The choice of technology will have a huge impact on how this unit unfolds, so the decision must be made carefully. I don’t want the technology to inhibit my flexibility to adapt the unit as it progresses, and I don’t want it to take the focus away from the self knowledge that is my main goal. So if I had my students make a short video about what they learn in their independent investigation, it would take far too much time in and out of class. Furthermore a video is a finished project and conflicts with the design of this unit, to produce self knowledge, which can often be difficult for an adolescent to express.
I need to pick a technology that draws out the student’s self knowledge, and I would like to use a technology that allows for dialog between student and parent. A blogging tool is a natural fit for these two goals. It is designed to display thoughts in a journal-like format and its public nature allows students to share their thinking with their parents. During the independent investigation phase of the unit, students can easily produce a weekly post about how their thinking is unfolding.
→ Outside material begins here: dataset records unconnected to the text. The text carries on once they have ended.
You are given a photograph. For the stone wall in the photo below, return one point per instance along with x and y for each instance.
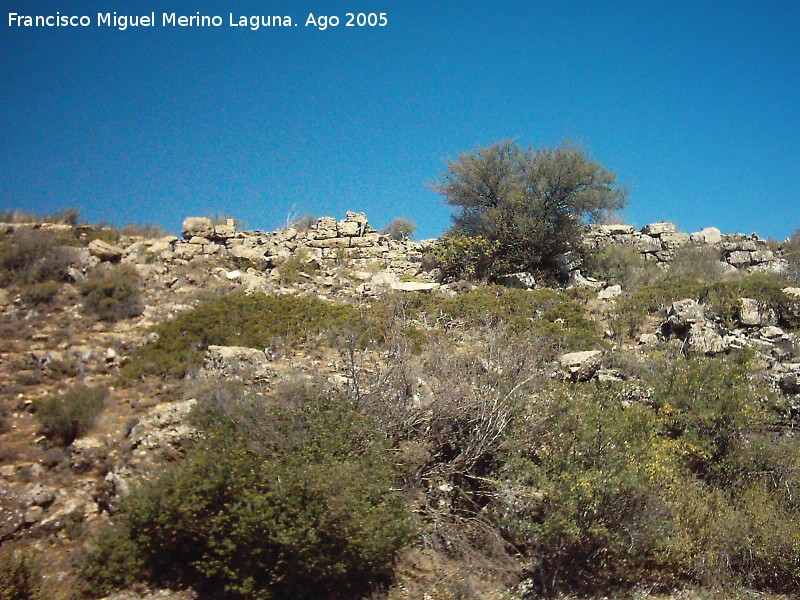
(659, 242)
(326, 241)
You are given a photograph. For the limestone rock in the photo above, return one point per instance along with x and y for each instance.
(753, 313)
(611, 292)
(657, 229)
(647, 243)
(708, 235)
(224, 231)
(578, 280)
(615, 229)
(12, 512)
(87, 453)
(416, 286)
(236, 362)
(105, 251)
(581, 366)
(164, 428)
(739, 258)
(197, 227)
(37, 494)
(704, 340)
(683, 313)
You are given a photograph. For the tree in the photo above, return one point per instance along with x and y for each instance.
(533, 203)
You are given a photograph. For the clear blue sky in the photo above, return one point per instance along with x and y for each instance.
(695, 105)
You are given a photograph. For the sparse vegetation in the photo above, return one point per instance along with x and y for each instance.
(533, 204)
(67, 416)
(113, 295)
(19, 579)
(34, 256)
(400, 229)
(256, 321)
(283, 498)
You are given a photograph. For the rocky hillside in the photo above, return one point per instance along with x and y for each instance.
(315, 412)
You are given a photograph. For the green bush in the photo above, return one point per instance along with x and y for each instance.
(722, 298)
(301, 505)
(533, 204)
(556, 316)
(36, 256)
(399, 229)
(67, 416)
(113, 295)
(304, 223)
(464, 257)
(40, 294)
(297, 268)
(622, 265)
(703, 263)
(791, 254)
(597, 493)
(19, 580)
(256, 321)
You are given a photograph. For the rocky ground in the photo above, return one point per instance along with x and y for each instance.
(48, 494)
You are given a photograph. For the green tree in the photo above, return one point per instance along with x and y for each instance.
(534, 203)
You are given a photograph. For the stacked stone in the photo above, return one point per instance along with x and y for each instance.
(658, 241)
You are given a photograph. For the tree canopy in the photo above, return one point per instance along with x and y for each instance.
(534, 203)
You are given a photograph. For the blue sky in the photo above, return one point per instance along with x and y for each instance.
(695, 105)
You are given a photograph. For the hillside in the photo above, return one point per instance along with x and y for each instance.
(321, 412)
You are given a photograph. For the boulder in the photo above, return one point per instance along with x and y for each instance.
(224, 231)
(197, 227)
(614, 229)
(683, 313)
(611, 292)
(105, 251)
(578, 280)
(753, 313)
(416, 286)
(646, 243)
(675, 239)
(581, 366)
(657, 229)
(703, 339)
(12, 512)
(350, 228)
(739, 258)
(237, 362)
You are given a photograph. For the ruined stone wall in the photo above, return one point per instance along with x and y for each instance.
(659, 242)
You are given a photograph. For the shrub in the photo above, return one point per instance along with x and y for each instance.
(703, 263)
(297, 267)
(399, 229)
(464, 257)
(555, 316)
(304, 223)
(596, 493)
(622, 265)
(256, 321)
(534, 204)
(34, 257)
(18, 579)
(723, 299)
(67, 416)
(113, 296)
(39, 294)
(299, 506)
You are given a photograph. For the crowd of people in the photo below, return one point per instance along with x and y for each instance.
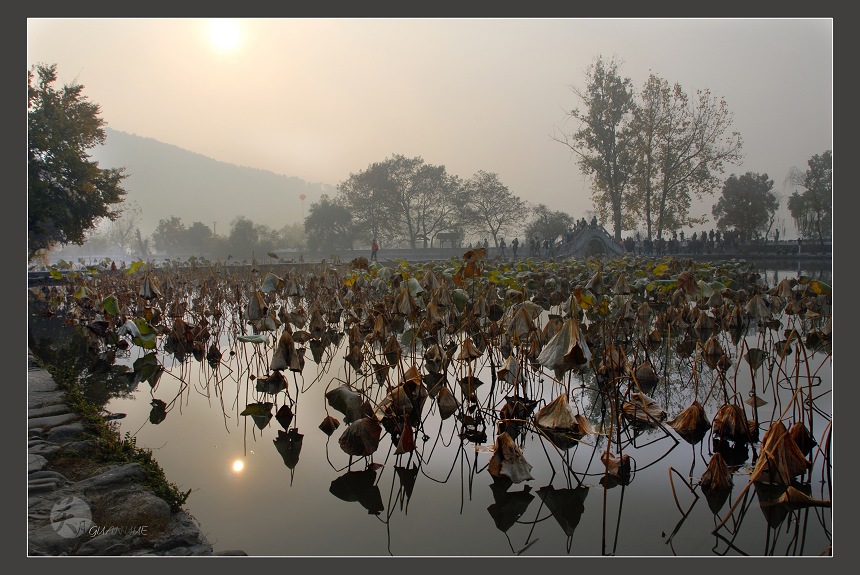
(712, 242)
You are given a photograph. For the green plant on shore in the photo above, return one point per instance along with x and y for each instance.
(111, 447)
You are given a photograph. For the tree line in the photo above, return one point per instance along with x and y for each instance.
(648, 154)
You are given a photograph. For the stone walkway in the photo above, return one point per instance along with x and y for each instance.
(59, 511)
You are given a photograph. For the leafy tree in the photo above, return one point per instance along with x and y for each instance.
(371, 200)
(812, 210)
(403, 200)
(243, 238)
(748, 205)
(648, 121)
(328, 225)
(548, 224)
(492, 209)
(170, 236)
(602, 141)
(68, 194)
(680, 152)
(121, 232)
(438, 202)
(198, 237)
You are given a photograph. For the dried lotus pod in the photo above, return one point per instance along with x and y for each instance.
(508, 461)
(691, 424)
(361, 437)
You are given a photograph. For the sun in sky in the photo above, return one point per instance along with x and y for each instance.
(225, 35)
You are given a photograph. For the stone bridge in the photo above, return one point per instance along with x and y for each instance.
(589, 241)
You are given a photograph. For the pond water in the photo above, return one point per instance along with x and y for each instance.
(259, 490)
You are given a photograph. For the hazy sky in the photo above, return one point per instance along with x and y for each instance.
(322, 98)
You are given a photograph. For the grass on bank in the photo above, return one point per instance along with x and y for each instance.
(110, 447)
Blogs could truly redefine what happens in this unit. A simple reflection journal hosted on blogging software could become a way for the student to communicate not only with peers and parents but with anyone on the world. However a blog can also very easily simply be a substitution for a reflection journal. For this blog to flourish, it needs to impact both the content and the pedagogy of the unit. First, the students need to be genuinely motivated to pursue their subtopic. Second, they need to see the communication afforded by blogging software as an essential tool in their repertoire as they investigate their subtopic. To successfully accomplish this I need to spend a great deal of time framing the unit and motivating the students. The actual technical skill to create a blog ought to be one of the absolute last items on my agenda.
Using a blog makes it essential that the content is engaging. If students cannot find anything in the unit that they want to share with their classmates and parents, why would they care about a blog post? It will become a dead space that they are forced to fill with “stuff the teacher wants” and no real learning will take place. I have had blog projects like this in the past and I am wary of making the same mistake.
Using a blog also affects how I deliver the unit. For one, I will need to give students at least a half hour each week to produce a blog post (maybe even more). And if the blog is a space that becomes owned by the student, it can become a powerful tool combining all of Dewey’s primary impulses for learning. Posts can be about cool articles a student finds (inquiry), about how their thinking on the topic is developing (construction), a direct message to their peers or parents (communication), or even just a place to put up a doodle, drawing, poem, or other piece of art (expression).